私と英語 とくにTMについて(滝沢 岩雄)

2020.08.15

閑・感・観~寄稿コーナー~

 今、日本は英語の大波に襲われていると思う。幕末から明治維新期が第一波、第二次大戦後の連合国による日本占領期が第2波。そしてグローバル化の中での最近、十数年が第3波。小学校の教科にも英語が取り入れられ始めている。ここで英語教育の問題点はとりあえず、カッコに入れ、最近の私の英語との付き合いを。
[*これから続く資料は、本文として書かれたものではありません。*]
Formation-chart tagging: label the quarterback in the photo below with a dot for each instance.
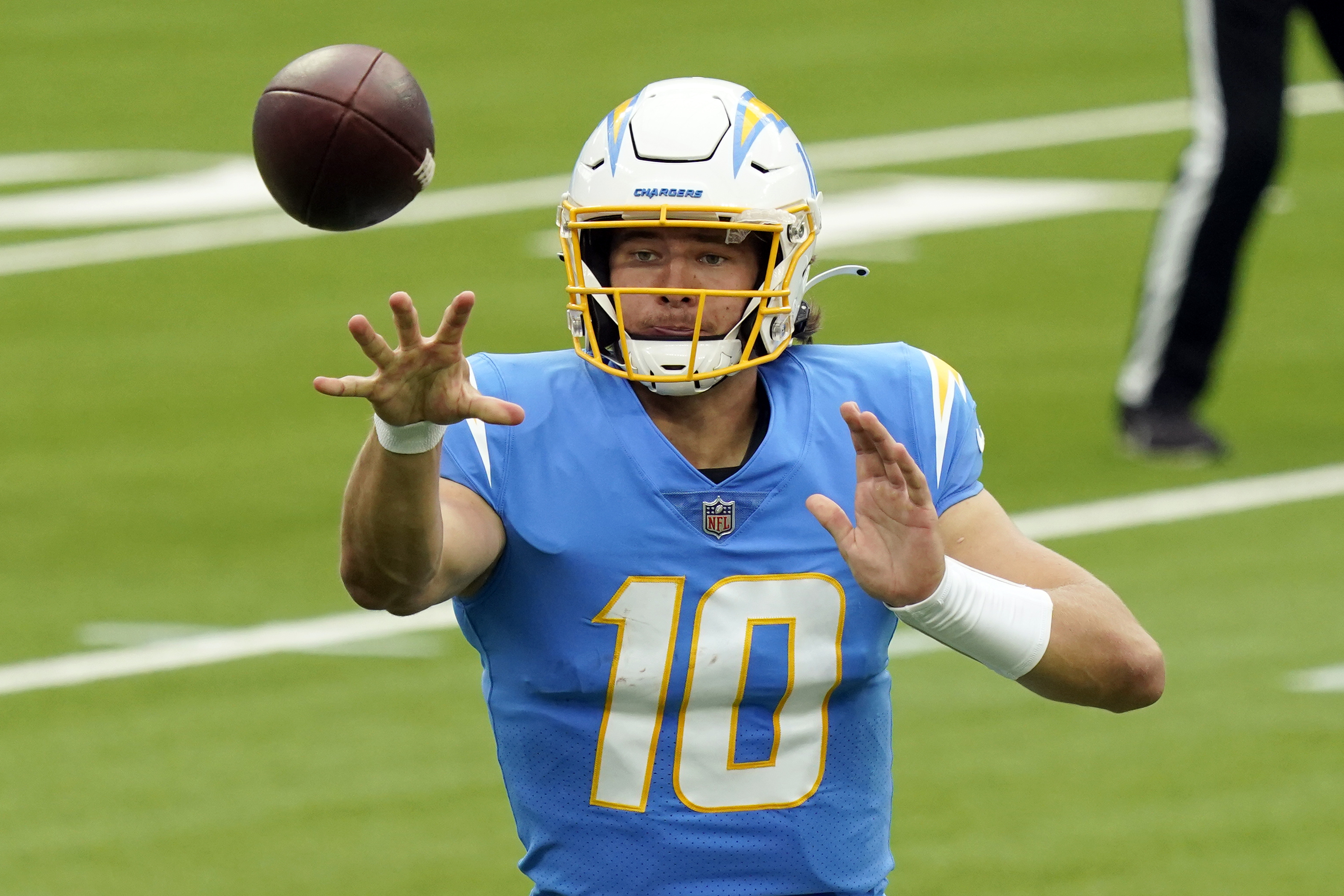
(682, 547)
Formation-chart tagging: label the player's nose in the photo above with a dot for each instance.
(679, 274)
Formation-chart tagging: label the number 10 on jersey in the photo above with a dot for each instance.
(706, 772)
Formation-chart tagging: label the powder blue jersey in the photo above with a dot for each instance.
(687, 687)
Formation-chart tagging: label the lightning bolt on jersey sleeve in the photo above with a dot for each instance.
(467, 456)
(954, 466)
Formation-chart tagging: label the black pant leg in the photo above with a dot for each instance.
(1237, 78)
(1330, 23)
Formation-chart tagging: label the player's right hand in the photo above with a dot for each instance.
(424, 379)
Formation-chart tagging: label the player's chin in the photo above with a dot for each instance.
(670, 333)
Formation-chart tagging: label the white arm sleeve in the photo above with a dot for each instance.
(999, 623)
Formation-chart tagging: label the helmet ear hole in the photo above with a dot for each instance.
(596, 252)
(806, 324)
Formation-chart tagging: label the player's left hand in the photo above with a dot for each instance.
(893, 549)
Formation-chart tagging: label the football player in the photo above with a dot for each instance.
(686, 673)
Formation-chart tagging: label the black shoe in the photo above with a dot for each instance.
(1168, 434)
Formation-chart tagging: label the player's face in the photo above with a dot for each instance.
(680, 258)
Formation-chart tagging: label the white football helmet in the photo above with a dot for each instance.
(690, 152)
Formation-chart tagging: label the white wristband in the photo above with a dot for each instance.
(413, 438)
(1002, 624)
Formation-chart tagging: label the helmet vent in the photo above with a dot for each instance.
(679, 127)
 まず、トーストマスターズ(以下TMとする)について。TMはコミュニケーション能力と指導力をグループ内で育てようと、アメリカ・カリフォルニアで約100年前発足。以降、順調に成長、現在では143カ国に広がっている、という。日本では1954年、最初に東京でクラブが発足、現在では関東、近畿などを中心に200を超えるクラブが活動している。多くのクラブは地域を軸に結成され、会員の会費と自主的な活動で運営されている。なお職場でTMを作っているところもあるという。運営の関係でクラブは最低20人ほどの会費を払う会員登録がないとアメリカの本部から認められないし、その本部には末端のクラブの会から”上納金”がおさめられる。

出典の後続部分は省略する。